A parlare è Maria, 31enne originaria di Mariupol, che oggi vive a Vilnius, in Lituania, dove si occupa di comunicazione per una startup.

Nella sua città natale, trasformata dai russi in una vera e propria fortezza militare e diventata tristemente il simbolo della guerra in Ucraina, non torna dal 17 marzo 2022, il giorno dopo quel devastante attacco russo al teatro di Mariupol, nel quale persero la vita 600 persone.

L'attacco al teatro di Mariupol

“Io, la mia famiglia, i miei vicini siamo scappati dalle nostre case alla ricerca di un posto sicuro. Quando l'invasione è iniziata, tutti i luoghi di cultura come i teatri, la Filarmonica erano considerati dei posti sicuri – racconta a Sky tg24 – Mio zio vive vicino a quel teatro e quindi il 16 marzo, sono andata a casa sua per fargli visita”.

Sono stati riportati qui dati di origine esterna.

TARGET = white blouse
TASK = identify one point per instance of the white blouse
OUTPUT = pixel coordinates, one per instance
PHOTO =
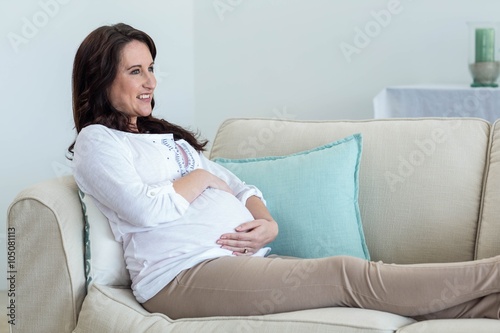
(130, 176)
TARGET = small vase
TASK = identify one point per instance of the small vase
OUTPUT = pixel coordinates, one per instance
(484, 43)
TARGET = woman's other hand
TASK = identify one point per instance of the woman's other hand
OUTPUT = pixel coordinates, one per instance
(249, 237)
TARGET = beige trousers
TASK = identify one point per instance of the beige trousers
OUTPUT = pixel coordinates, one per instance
(231, 286)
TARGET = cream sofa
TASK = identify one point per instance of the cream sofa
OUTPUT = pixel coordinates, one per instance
(429, 192)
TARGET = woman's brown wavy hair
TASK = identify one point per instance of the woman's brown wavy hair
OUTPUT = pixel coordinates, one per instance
(94, 70)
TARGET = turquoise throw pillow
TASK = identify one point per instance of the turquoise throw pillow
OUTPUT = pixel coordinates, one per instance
(313, 195)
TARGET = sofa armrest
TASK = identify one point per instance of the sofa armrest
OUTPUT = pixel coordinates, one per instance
(47, 283)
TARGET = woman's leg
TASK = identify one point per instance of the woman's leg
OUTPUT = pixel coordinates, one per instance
(230, 286)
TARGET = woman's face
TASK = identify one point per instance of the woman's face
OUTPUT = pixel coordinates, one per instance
(132, 89)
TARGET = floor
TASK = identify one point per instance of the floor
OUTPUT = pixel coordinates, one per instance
(3, 319)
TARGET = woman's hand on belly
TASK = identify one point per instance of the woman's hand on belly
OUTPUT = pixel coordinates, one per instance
(249, 237)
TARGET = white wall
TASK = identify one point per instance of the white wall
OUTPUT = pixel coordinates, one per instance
(219, 59)
(36, 79)
(283, 57)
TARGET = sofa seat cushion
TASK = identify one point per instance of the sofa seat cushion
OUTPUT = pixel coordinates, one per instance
(454, 326)
(110, 309)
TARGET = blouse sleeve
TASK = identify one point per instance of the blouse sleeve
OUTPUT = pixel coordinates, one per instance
(241, 190)
(104, 168)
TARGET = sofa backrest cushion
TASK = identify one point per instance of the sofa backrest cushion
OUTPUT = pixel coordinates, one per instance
(488, 243)
(420, 179)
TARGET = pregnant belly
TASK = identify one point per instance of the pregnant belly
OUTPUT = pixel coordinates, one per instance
(212, 214)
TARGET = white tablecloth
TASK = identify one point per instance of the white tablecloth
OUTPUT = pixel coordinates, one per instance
(437, 101)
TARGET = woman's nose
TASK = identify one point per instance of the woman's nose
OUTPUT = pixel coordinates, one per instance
(150, 81)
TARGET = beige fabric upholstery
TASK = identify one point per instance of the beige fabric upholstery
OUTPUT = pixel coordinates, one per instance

Hanno fatto il giro del mondo le immagini satellitari della città, del 14 marzo 2022, che mostravano su entrambi i piazzali antistanti il teatro, la parola in russo “bambini”, scritta in bianco in modo che fosse ben visibile anche dall’alto. Era un modo per segnalare la presenza di numerosi civili che avevano trovato rifugio proprio nell’edificio. Un avvertimento che fu, però, ignorato dall’aviazione russa.

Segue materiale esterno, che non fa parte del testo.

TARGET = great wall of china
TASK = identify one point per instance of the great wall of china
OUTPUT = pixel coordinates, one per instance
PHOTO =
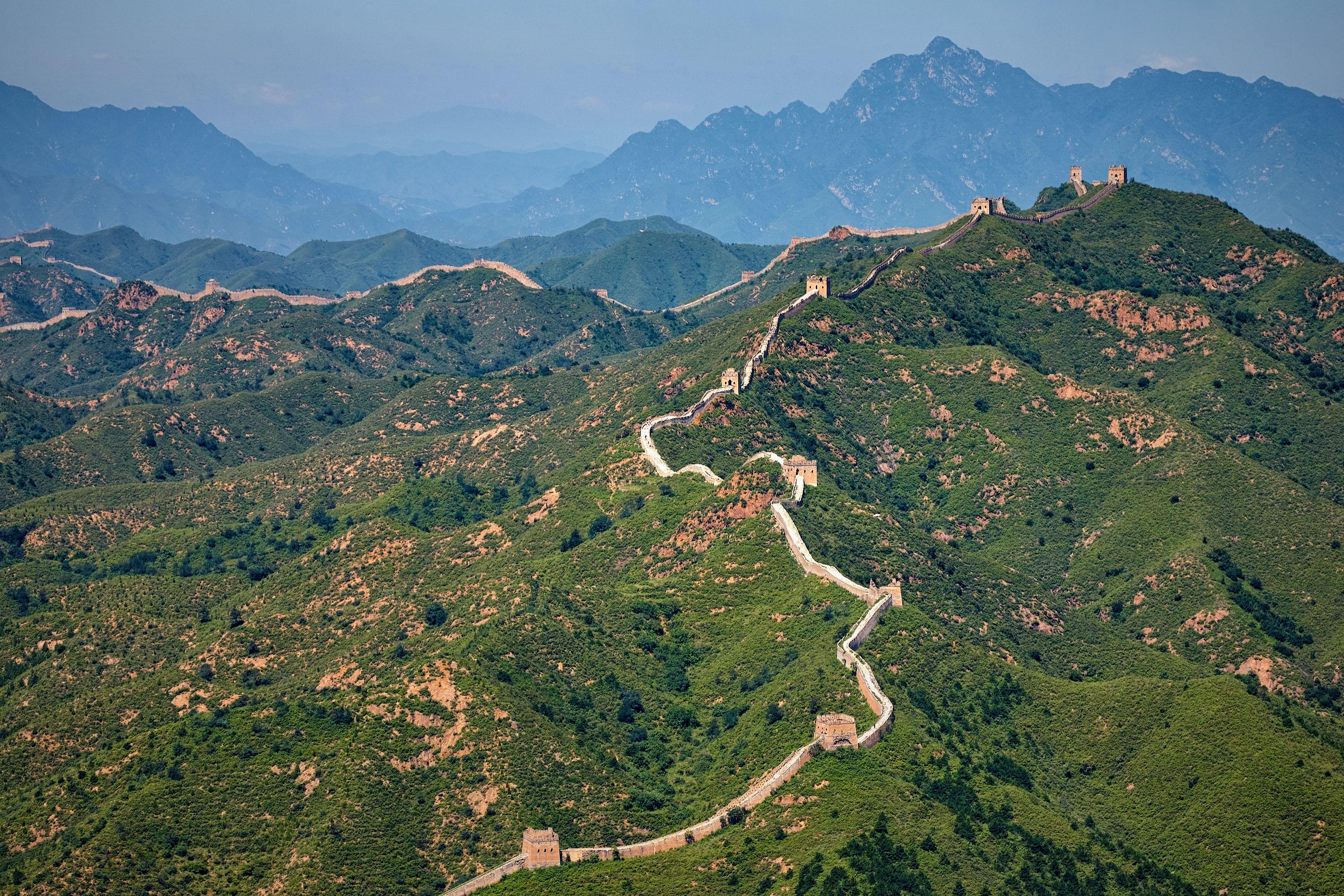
(242, 295)
(541, 848)
(538, 844)
(1117, 176)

“Ero di ritorno da casa di mio zio – prosegue Maria – quando ho sentito il rumore di un aeroplano molto vicino, molto forte e ho avuto paura. Sapevo che i russi bombardavano dall'alto. Ho sentito quel rumore, le esplosioni e poi ho visto il teatro distrutto, incendiato. Ho capito che la mia famiglia era in pericolo. Vedevo tante persone intorno a quel teatro. Alcune erano ricoperti di sangue, c'erano cadaveri per terra. Ma grazie a Dio ho trovato la mia famiglia, che era riuscita a mettersi in salvo".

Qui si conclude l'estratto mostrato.